The case of the Brazilian child impregnated by her stepfather has divided the Catholic Church
Richard Owen in Rome--Times Of London
Dimas Lara Barbosa, the secretary-general of the Brazilian bishops said "We must take the circumstances into consideration". He said that equally there was "no clear case" for excommunicating the doctors, since only doctors who "systematically" conducted abortions should be excommunicated.
Kind of looks like Benedict has another internal communications problem on his hands. Another apparent case of the left hand not agreeing with the right hand. In this case Archbishop Fisichella disagrees with Cardinal Battista Re, but the Archbishop got space in L'Osservatore Romano and the Cardinal didn't. I'm sure that's got to be significant. That might be my own wishful thinking because I think the Archbishop has the far better nuanced and Christian response to this particular moral conundrum.
Perhaps Archbishop Fisichella sees that the Church has backed itself into a corner in which the unborn are more valued than the born. A position which is not and never has been part of the biblical or Catholic Tradition. Maybe now someone will sit down and ask a very simple question. How did we let ourselves get backed into this corner? They may not like looking at where that answer takes them.
I wrote yesterday that this story of the Brazilian girl has not left me alone. I think part of that is because she represents a loose thread in the seamless garment of life and if one pulls on that thread one is going to start to unravel the whole seamless garment.

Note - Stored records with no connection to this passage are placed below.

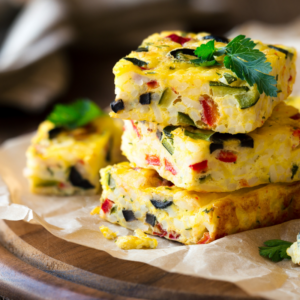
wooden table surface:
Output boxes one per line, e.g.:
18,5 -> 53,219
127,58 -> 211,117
0,47 -> 265,300
0,220 -> 264,300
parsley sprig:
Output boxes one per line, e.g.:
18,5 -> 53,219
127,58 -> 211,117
47,99 -> 104,129
193,35 -> 277,97
259,239 -> 292,262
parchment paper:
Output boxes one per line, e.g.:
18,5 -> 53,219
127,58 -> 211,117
0,134 -> 299,300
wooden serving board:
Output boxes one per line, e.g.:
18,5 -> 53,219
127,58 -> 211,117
0,220 -> 264,300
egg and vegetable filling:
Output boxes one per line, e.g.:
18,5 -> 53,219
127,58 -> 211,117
25,101 -> 123,196
98,162 -> 300,245
122,102 -> 300,192
111,31 -> 296,134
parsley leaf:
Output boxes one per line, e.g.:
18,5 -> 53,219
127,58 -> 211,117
194,35 -> 277,97
47,99 -> 104,129
192,40 -> 218,66
259,239 -> 292,262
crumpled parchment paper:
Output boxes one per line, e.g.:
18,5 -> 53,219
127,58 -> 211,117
0,134 -> 299,300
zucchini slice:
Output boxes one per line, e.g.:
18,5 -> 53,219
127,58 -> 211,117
184,129 -> 214,141
158,88 -> 177,108
210,81 -> 260,109
210,81 -> 249,96
177,112 -> 195,126
162,137 -> 175,155
234,88 -> 260,109
34,179 -> 58,187
163,125 -> 178,138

Jesus taught that no life is to be held as more sacred or more innocent than any other life. We were called to see Him in all lives, and just as He made decisions about who would be or not be healed, and just as He did not raise all the dead, we too have to make decisions. Those decisions become really difficult in the case of absolute moral theology because there is no room for a right answer, only more, or less, wrong ones. Yogi Berra was quoted as saying "It ain't over till it's over." With absolutism too many times "it's over before it's begun".
Instead of trying to come up with absolute moral statements, perhaps we should have been asking how Jesus made His decisions. Why did Jesus raise Lazarus and not any of the other myriad of people dieing around Him? Was it because Martha and Mary had a special place in His heart? Was it because Lazarus himself still had some part to play? Was it because of their faith in Him or was it a combination of all those things. Here's the really interesting speculation, or was it because Jesus knew a whole lot more about how things actually work and we don't.

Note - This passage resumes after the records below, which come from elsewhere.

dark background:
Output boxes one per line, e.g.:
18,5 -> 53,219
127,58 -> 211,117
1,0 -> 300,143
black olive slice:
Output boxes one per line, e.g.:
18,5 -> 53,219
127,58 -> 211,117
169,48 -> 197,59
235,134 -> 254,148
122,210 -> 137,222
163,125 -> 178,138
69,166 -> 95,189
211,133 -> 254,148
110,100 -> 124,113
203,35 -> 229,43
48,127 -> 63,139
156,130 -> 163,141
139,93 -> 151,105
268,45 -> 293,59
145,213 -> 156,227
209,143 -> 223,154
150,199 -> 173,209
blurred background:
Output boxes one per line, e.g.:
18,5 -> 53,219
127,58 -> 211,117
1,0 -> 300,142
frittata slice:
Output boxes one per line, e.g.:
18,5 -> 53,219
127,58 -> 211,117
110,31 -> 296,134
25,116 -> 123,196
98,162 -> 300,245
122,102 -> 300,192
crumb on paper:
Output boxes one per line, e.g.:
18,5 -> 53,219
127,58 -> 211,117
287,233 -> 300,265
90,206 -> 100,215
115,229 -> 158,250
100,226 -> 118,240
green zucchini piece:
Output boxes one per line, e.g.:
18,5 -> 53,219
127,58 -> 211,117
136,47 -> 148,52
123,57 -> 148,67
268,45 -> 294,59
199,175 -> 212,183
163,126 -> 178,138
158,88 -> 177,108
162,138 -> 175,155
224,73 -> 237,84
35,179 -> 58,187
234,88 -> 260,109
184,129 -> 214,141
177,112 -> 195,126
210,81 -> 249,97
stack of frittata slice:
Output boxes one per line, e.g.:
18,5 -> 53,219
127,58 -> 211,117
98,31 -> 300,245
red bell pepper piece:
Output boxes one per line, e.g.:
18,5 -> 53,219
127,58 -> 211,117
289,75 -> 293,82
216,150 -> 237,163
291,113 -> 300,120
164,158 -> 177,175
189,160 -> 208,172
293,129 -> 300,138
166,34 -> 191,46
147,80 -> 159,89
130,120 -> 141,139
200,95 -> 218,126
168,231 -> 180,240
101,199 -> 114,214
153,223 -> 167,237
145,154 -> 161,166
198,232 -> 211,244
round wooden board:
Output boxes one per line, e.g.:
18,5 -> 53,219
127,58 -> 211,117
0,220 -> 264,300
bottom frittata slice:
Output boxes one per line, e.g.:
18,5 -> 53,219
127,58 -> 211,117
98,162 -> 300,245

I tend to go with the He knew a whole lot more than we do. I also think the Church frequently operates from a position of assuming things we don't know. For instance, we don't know that aborted fetuses don't have the choice of incarnating again, to the same parents, or different parents or in different circumstances all together. Allowing for this choice seems to make more sense to me than assuming they stay in some sort of perpetual limbo just because that assumption validates Thomistic theology about baptism.

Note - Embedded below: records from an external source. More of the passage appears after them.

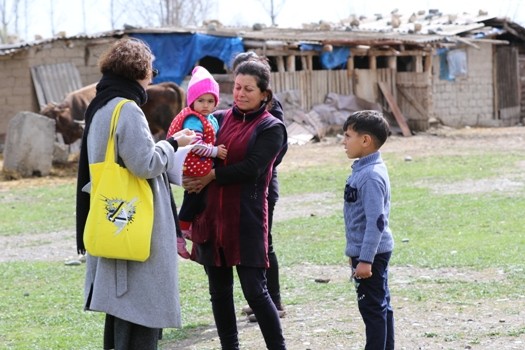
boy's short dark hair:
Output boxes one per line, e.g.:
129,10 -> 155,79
343,110 -> 390,147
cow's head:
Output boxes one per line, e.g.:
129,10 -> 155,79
40,102 -> 84,144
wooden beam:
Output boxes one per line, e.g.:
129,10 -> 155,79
378,82 -> 411,137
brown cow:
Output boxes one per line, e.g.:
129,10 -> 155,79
40,82 -> 185,144
142,82 -> 186,140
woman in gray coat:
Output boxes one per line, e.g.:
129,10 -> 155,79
75,38 -> 195,350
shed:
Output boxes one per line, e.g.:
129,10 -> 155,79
1,9 -> 524,144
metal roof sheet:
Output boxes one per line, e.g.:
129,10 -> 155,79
0,10 -> 518,57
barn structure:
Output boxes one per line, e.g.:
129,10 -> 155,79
1,9 -> 524,145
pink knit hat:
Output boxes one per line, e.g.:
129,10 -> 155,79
186,66 -> 219,107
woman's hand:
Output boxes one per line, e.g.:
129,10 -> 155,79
183,170 -> 215,193
172,128 -> 196,147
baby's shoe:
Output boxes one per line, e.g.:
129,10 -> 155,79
176,237 -> 190,259
179,220 -> 192,240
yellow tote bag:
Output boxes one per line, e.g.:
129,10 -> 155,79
84,99 -> 154,262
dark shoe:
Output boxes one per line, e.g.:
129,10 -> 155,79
241,305 -> 253,315
247,309 -> 286,323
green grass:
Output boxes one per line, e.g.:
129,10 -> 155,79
0,184 -> 75,236
1,148 -> 524,348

Admitting we don't really know what happens to aborted fetuses or when they are ensouled or any number of other unknowns should give us pause before we start excommunicating people because they saved the life of the innocent they did know something about. Perhaps that's the whole point Archbishop Fisichella is somewhat convolutedly hinting at. The Church might need to step back from a precipice where even Angels fear to tread.